# What info would a child from donation want?



## malteser (Oct 2, 2007)

HI
I'm new here and I'm would be really grateful for some advice. I'm a Mum of 4 although unfortunately one of my sons was stillborn. I donated eggs in 2000 after having my 1st child and I donated again this year after having my 4th. I'm happy with what I have done and pleased at the thought of helping someone but I'm struggling with the forms I have to fill in. There is a section asking stuff about me as a person. I don't mind giving medical history etc but find this bit hard. It also asks for a goodwill message for any child born from donation. It feels like I'm writing to a child I've given up for adoption. I'm not the childs mummy and I will answer any questions put to me but how do I write it down? Sorry if I'm rambling. Can you wonderful ladies who have used donor eggs tell me what information you would like to see if it was you? I don't want to disappoint someone who has choosen to look up more detail about me but I don't know what to write.
How do reciepients feel? How do other donors feel?
I really would be grateful for any thoughts
xx


----------



## Jaydi (Aug 12, 2007)

Dear Malteser

You sound very modest about being an egg donor but it’s people like you who bring so much happiness to families who just a few years ago would never have known what it is like to have a child in their lives.  Thank you from my heart.

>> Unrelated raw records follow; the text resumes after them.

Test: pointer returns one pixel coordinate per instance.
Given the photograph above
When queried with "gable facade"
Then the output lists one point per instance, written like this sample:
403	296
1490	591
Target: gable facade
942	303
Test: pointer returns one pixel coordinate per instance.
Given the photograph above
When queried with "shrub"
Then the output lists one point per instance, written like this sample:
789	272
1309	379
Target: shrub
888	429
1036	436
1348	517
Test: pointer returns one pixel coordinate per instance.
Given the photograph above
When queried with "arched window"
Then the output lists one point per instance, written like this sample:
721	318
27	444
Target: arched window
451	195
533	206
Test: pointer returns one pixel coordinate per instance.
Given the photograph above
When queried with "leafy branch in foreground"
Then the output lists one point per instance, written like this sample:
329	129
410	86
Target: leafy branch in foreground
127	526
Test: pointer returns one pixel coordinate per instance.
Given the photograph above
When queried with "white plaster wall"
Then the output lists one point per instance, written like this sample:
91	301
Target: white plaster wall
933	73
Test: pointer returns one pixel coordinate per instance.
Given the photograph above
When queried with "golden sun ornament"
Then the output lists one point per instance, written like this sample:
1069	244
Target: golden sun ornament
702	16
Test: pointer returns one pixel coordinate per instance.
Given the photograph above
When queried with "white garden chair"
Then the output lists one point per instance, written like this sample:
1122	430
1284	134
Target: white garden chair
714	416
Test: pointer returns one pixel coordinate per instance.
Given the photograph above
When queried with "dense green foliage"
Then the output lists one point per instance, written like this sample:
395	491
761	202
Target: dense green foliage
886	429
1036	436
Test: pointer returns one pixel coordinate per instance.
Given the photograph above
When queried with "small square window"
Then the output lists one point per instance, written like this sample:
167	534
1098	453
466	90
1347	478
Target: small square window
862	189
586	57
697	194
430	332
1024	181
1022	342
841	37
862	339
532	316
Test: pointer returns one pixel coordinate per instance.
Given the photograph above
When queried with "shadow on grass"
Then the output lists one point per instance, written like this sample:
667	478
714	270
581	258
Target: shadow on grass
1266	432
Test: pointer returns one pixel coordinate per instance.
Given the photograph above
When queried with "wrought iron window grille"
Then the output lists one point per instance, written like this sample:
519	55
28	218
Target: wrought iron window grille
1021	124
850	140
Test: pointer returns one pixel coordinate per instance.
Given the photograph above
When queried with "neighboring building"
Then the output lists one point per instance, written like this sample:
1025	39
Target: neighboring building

Please don’t feel burdened about writing this piece about yourself.  I’m sure lots of people here will help you and will have wonderful ideas about what to describe and what they think their children would like to know.  We are having treatment in Spain and because of anonymity laws there we don’t find out very much about the donor at all.  I feel quite sad about it and worry what it will mean to our child not to know anything apart from height, weight, age, complexion, hair, blood group and a couple of hobbies.  I think it would be great if you could write about anything and everything.  Don’t worry at all about getting it ‘right’.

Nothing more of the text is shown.